AFM images were obtained in TAENa at room temperature using a Brücker Fast Scan atomic force microscope in tapping mode. All AFM experiments were performed using Olympus probes. Images obtained by this protocol are displayed in Fig. 4 and Supplementary Movies 1–4.
Isothermal morphological transformation
See Fig. 5 and Supplementary Figs. 21–23. DNA rectangle origamis, without or with shortened staples, were first prepared by thermal annealing: after assembly of 1 nM of the M13 template with a mixture of staples (40 nM each) in TANa buffer (with 100 mM or 150 mM NaCl), the sample was incubated for 10 min at 90 °C and then subjected to a thermal ramp in a peqSTAR 2X thermocycler (Peqlab) from 70 °C to 20 °C at a rate of −0.1 °C per 2 min. Triangle staples were then mixed directly to the sample, without any purification (rectangle staples are kept in the system), with a pipette to a desired concentration (10 or 100 nM of each staple) with a final concentration of 0.25 nM in [M13] and 10 nM in each rectangle staple.
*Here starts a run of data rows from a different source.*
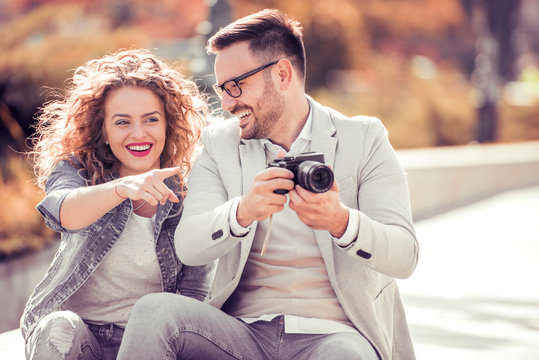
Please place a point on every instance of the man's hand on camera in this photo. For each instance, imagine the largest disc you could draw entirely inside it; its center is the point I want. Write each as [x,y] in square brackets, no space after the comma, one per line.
[260,202]
[322,211]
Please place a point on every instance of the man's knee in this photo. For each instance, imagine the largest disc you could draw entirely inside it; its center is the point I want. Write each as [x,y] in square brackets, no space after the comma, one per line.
[161,307]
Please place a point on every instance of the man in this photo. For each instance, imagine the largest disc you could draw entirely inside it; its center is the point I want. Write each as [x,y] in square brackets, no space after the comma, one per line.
[301,275]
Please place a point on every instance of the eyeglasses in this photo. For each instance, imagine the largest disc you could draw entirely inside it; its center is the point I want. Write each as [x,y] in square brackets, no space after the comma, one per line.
[232,86]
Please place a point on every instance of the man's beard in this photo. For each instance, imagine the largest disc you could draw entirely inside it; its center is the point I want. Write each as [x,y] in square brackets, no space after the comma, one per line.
[264,121]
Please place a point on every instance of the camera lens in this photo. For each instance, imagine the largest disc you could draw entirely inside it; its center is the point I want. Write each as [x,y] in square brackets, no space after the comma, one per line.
[314,176]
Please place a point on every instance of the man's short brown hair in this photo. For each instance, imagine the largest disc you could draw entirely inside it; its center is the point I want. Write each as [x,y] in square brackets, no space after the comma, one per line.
[270,33]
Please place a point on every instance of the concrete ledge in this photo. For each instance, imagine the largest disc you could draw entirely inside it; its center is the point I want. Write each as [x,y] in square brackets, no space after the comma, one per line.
[444,178]
[439,179]
[12,345]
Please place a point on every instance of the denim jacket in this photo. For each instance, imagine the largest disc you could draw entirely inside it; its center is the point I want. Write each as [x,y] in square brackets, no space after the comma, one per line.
[81,251]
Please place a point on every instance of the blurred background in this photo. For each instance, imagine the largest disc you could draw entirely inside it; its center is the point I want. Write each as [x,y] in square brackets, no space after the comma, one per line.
[438,73]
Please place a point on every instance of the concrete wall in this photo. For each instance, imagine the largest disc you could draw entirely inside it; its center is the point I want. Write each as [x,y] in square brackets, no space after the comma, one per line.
[444,178]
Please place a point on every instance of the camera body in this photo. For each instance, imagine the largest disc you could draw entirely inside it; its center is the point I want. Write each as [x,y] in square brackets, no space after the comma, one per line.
[309,169]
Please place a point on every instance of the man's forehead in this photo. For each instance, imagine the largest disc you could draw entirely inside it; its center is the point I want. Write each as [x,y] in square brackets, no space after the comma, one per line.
[233,61]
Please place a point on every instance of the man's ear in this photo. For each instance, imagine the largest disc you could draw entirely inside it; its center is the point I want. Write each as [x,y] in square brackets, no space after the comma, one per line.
[285,72]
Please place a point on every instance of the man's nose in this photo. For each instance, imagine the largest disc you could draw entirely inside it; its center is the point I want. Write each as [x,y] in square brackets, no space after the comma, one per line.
[138,130]
[228,102]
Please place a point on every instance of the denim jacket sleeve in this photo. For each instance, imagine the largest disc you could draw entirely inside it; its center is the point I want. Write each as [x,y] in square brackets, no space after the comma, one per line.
[63,179]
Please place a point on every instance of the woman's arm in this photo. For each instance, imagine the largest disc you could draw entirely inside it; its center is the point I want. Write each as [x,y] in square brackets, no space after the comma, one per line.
[85,205]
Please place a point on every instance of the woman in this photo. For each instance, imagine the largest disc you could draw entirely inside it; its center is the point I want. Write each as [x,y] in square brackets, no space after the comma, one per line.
[112,156]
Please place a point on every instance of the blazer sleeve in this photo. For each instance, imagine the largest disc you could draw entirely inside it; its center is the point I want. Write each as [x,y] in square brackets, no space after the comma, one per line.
[203,234]
[386,240]
[63,179]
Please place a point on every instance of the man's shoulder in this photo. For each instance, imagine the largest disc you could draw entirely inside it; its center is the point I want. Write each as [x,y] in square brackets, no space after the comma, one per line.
[339,119]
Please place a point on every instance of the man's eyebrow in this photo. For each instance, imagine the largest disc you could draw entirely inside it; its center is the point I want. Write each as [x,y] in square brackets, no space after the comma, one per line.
[151,113]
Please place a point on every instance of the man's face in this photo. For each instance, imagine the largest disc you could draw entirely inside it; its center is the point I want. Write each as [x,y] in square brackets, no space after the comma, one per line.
[260,105]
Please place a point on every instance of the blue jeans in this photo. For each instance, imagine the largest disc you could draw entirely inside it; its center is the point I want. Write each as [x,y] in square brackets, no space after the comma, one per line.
[169,326]
[64,335]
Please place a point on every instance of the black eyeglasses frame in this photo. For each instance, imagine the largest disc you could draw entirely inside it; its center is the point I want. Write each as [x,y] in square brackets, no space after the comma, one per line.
[219,89]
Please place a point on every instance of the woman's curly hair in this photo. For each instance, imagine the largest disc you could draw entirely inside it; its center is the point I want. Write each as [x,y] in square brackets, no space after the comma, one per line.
[72,128]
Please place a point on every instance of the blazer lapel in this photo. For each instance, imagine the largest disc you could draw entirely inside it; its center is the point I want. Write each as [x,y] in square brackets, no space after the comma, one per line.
[252,160]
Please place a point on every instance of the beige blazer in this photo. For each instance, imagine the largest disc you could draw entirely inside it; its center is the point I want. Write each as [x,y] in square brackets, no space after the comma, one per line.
[372,183]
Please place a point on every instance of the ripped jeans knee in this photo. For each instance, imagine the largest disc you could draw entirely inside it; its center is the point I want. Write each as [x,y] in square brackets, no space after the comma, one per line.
[62,335]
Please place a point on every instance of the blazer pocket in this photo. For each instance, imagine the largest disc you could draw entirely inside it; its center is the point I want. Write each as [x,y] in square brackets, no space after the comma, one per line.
[348,191]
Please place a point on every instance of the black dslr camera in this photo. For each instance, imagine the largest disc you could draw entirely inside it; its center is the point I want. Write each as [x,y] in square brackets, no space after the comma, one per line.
[309,170]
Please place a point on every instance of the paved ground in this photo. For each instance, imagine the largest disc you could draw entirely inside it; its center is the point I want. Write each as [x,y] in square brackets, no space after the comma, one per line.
[475,292]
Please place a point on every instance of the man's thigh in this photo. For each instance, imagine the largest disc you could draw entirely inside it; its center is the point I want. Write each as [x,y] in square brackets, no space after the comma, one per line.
[330,346]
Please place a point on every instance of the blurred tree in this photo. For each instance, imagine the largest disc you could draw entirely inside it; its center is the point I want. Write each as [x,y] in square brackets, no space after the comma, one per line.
[493,23]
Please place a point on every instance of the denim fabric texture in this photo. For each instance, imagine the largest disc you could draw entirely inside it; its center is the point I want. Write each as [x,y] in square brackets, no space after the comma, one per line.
[80,252]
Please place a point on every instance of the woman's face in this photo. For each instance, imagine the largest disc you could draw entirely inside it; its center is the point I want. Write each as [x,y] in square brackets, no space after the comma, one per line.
[135,128]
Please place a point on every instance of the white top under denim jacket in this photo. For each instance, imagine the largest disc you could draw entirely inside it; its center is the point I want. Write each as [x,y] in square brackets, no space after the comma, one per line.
[81,251]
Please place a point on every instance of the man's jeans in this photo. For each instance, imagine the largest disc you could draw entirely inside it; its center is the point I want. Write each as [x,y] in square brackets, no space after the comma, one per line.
[170,326]
[63,335]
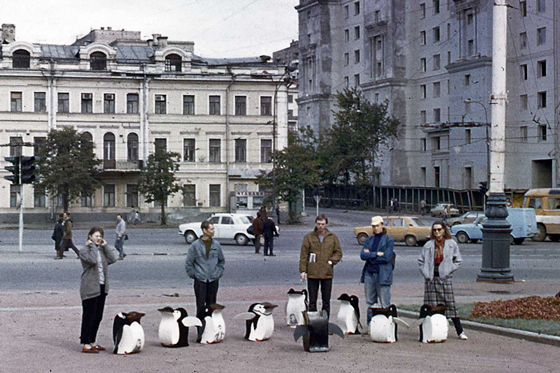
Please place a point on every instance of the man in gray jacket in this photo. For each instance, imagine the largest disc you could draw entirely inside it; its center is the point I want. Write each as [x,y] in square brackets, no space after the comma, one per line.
[205,264]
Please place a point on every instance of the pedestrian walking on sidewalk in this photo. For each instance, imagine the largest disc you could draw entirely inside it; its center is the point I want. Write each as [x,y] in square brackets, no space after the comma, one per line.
[320,252]
[66,242]
[95,257]
[377,274]
[120,230]
[205,264]
[439,258]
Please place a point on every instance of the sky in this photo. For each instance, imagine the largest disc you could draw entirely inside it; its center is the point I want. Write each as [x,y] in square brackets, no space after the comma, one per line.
[218,28]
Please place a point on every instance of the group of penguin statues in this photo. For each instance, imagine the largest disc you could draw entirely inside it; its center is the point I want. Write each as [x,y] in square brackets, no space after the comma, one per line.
[313,327]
The resulting sample was left to incubate at 25 °C or 30 °C without further mixing.
Statistics and reproducibility
Except for the experiment displayed in Fig. 4, which was only performed once due to the set-up complexity, all other investigations were replicated several times to ensure reproducibility. All the AFM image analyses were performed on a large number n of individual origamis taken from different images, at different positions of samples obtained in the same conditions. All detected origamis were analysed. No origami, properly folded or not, was excluded from these analyses. The number n of analysed objects in each condition shown in the different figures is displayed in Supplementary Tables 1–5. No statistical method was used to predetermine sample size. No data were excluded from the analyses. The experiments were not randomized. The investigators were not blinded to allocation during experiments and outcome assessment.